Im Katastrophenfall:Mediziner als Corona-Manager

Staatsregierung greift wegen Krise in ärztliche Selbstverwaltung ein

Von Dietrich Mittler

Angesichts der Corona-Pandemie greift die Staatsregierung jetzt massiv in die ärztliche Selbstverwaltung ein. Per Bekanntmachung verfügten das Innenministerium und das Gesundheitsministerium, dass in jedem Landkreis und jeder kreisfreien Stadt aus den Reihen der praktizierenden Ärzte ein "Versorgungsarzt" einzusetzen ist - ernannt vom Landrat oder Oberbürgermeister, denen er unterstellt ist. In der aktuellen Krise gehört zu seinen Aufgaben die "Einrichtung von Schwerpunktpraxen für die Untersuchung und Behandlung von Covid-19-Patienten und die Rekrutierung des hierfür erforderlichen Personals". Überdies sind die Versorgungsärzte verantwortlich für die Vorbereitung aller Maßnahmen, die der "Aufrechterhaltung der ärztlichen Grundversorgung im Katastrophenfall" dienen.

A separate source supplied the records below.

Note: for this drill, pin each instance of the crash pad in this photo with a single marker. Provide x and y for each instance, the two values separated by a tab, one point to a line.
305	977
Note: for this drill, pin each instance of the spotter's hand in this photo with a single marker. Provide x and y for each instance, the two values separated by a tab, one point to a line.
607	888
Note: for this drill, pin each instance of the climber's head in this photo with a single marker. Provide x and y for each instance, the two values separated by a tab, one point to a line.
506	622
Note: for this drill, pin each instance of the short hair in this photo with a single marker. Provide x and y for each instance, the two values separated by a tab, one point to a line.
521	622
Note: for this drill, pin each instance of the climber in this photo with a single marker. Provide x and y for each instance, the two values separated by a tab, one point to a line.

Zur Erfüllung dieser Aufgaben - etwa die Organisation von Schutzausrüstung - wird ihm ein Arbeitsstab zugeordnet, der einzig seinen Weisungen untersteht. Auf Anforderung des jeweiligen Versorgungsarztes muss die Kassenärztliche Vereinigung Bayerns (KVB) ihn mit "geeignetem Personal" unterstützen. Die KVB, aber auch die Landesärztekammer, sind zur Kooperation "verpflichtet". Gleiches gilt für die Kassenzahnärztliche Vereinigung. Bislang galt es als Grundprinzip des deutschen Gesundheitswesens, dass die Leistungserbringer in eigener Verantwortung die medizinische Versorgung der Bevölkerung übernehmen - gemäß der vom Staat vorgegebenen Rahmenbedingungen. Doch die KVB gibt sich kooperativ: "Es ist jetzt nicht an der Zeit, um über Kompetenzen und grundsätzliche Regularien in unserem Gesundheitssystem zu diskutieren."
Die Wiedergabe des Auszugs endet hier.